Percept devices integrate with the broader Azure ecosystem:

from azure.iot.device import IoTHubDeviceClient, Message
import json

# Connect to IoT Hub
connection_string = "HostName=your-hub.azure-devices.net;DeviceId=percept-device;SharedAccessKey=..."
client = IoTHubDeviceClient.create_from_connection_string(connection_string)
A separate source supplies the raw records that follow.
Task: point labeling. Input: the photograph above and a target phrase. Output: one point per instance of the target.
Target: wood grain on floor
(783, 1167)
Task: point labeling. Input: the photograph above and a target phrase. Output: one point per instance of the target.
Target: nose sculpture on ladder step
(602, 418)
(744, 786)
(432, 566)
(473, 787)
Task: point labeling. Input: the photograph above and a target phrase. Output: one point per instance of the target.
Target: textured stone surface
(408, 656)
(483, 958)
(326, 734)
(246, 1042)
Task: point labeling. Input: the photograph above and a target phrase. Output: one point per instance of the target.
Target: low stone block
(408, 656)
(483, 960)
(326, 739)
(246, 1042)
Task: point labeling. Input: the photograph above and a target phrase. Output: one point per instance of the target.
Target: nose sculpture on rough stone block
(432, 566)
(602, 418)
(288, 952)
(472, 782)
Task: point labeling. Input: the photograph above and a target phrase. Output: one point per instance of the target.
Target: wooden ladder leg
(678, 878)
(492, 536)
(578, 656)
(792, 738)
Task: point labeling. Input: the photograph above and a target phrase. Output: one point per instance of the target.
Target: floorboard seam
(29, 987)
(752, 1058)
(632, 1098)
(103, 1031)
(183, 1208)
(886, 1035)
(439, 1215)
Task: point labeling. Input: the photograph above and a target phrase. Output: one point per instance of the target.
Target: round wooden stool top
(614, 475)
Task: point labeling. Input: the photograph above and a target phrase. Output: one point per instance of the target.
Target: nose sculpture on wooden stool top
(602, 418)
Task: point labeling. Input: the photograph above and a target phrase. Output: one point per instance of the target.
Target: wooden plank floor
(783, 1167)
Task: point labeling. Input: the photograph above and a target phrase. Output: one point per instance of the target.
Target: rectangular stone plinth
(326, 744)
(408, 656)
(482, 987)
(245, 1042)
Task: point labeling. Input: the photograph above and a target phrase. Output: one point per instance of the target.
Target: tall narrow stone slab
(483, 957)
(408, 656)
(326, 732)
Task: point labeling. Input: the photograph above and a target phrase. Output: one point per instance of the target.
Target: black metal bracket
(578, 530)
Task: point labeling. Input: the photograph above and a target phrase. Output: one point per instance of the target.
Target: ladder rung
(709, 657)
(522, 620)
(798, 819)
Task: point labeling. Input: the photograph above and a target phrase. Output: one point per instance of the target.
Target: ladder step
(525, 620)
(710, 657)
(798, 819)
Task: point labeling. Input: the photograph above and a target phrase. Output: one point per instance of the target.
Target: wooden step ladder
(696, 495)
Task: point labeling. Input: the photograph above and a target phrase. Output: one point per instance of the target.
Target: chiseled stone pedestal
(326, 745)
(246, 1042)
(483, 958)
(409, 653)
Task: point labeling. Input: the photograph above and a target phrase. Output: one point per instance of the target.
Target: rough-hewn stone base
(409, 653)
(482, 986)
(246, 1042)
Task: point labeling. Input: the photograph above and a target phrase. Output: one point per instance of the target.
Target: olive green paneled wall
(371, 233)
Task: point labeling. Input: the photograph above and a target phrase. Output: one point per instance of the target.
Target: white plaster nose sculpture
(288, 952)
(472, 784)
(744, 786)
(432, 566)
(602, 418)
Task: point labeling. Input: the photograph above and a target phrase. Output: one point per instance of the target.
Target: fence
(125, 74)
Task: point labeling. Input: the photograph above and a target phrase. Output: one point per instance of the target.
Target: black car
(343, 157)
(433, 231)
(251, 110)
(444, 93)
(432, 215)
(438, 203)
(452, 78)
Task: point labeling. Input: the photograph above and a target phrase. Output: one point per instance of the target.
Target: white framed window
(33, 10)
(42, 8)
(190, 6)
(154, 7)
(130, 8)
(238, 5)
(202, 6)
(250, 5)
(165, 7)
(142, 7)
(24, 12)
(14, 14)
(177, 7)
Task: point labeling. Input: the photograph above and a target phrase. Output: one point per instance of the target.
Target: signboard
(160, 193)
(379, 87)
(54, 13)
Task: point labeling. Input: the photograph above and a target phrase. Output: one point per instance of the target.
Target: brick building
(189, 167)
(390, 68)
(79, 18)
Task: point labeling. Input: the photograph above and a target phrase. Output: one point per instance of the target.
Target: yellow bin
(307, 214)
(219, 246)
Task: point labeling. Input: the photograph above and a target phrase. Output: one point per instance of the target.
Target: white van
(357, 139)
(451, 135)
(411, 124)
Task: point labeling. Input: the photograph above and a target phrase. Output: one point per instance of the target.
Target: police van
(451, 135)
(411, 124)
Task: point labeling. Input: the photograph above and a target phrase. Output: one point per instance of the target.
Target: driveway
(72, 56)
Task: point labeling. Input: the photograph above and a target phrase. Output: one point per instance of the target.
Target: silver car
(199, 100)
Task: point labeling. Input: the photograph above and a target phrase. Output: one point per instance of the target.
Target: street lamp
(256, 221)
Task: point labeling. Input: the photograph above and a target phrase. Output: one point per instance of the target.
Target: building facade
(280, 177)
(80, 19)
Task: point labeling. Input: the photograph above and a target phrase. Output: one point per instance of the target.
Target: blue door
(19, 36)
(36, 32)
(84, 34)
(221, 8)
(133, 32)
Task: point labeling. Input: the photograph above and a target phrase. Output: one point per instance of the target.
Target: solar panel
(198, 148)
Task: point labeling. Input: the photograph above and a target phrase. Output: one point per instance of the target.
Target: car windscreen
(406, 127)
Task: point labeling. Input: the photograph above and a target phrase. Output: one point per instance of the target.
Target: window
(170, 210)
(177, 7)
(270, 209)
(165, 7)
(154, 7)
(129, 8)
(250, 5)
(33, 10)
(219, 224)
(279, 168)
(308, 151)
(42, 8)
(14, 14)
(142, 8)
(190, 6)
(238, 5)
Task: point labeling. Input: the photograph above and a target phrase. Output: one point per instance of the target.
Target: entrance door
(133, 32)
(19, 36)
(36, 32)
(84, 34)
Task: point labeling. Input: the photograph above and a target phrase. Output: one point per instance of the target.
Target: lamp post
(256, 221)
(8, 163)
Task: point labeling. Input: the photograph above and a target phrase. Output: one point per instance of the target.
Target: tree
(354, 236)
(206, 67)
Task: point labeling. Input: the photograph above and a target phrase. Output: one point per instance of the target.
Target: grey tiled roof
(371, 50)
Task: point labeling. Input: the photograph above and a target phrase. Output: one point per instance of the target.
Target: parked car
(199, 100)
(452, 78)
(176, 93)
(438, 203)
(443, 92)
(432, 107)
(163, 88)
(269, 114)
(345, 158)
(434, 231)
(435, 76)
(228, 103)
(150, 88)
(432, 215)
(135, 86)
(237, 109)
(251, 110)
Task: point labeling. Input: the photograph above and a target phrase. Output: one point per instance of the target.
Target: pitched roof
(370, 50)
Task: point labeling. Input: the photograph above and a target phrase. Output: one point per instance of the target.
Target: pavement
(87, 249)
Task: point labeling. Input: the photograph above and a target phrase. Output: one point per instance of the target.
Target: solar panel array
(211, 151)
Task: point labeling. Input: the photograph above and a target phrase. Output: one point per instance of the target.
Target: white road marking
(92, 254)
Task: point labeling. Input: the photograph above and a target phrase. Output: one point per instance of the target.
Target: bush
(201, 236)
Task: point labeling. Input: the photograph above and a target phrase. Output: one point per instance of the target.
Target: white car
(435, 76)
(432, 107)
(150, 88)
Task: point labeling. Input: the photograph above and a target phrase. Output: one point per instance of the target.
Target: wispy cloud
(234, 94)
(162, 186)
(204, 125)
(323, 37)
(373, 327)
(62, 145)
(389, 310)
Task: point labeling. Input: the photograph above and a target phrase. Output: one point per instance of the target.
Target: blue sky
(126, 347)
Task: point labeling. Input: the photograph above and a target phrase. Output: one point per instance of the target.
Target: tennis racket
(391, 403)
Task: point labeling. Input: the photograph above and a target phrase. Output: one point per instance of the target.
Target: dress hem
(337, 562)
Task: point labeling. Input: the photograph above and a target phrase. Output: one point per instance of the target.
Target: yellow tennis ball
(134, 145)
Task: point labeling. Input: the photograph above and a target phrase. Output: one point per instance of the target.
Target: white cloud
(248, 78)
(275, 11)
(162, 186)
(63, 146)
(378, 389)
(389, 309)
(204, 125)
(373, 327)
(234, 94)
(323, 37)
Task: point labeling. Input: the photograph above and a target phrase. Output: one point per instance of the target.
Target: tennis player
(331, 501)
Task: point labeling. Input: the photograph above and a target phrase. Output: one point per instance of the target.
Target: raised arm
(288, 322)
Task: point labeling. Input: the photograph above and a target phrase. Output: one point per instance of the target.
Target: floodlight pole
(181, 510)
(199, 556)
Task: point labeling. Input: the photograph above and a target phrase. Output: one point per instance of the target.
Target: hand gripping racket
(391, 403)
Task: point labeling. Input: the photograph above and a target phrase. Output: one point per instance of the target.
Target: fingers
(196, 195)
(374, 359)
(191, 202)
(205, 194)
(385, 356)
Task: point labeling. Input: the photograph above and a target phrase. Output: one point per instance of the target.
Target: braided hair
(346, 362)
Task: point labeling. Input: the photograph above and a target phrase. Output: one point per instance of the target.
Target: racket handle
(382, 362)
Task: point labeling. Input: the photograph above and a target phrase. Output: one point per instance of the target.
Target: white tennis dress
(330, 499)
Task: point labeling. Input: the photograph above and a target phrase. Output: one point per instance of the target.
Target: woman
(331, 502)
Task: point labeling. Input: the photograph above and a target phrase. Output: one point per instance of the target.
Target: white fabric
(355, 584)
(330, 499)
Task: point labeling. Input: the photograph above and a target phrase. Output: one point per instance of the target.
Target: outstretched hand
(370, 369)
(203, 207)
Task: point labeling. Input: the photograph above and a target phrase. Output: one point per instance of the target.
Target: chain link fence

# Send inference results to cloud
def send_detection_result(detections):
    message = Message(json.dumps({
        "timestamp": datetime.utcnow().isoformat(),
        "device_id": "percept-001",
        "detections": [
            {
                "label": d.label,
                "confidence": d.confidence,
                "bounding_box": d.bounding_box
            }
            for d in detections
        ]
    }))

    message.content_type = "application/json"
    message.content_encoding = "utf-8"

    client.send_message(message)

# Stream to Azure Stream Analytics for real-time processing
# Or to Event Hubs for ingestion into other services

Use Cases

Retail

Shelf inventory monitoring
Customer traffic analysis
Self-checkout verification

Manufacturing

Quality inspection
Safety compliance monitoring
Equipment status detection

Healthcare

Patient monitoring
Hand hygiene compliance
Equipment tracking

Performance Considerations

The Percept DK’s AI accelerator handles inference efficiently:

Object detection: ~30 fps
Image classification: ~100 fps
Small models run entirely on edge

For complex models, consider hybrid processing:

Simple inference on edge
Complex analysis in cloud
Edge handles real-time, cloud handles batch

Limitations

Current limitations to be aware of:

Limited to specific hardware configurations
Custom silicon requires specific model formats
Some advanced scenarios need custom IoT Edge modules

The Future of Edge AI

Azure Percept represents Microsoft’s bet on democratizing edge AI. By combining:

Purpose-built hardware
No-code development tools
Cloud integration

They’re making it possible for non-specialists to deploy AI at the edge. As the platform matures, expect more hardware partners and expanded capabilities.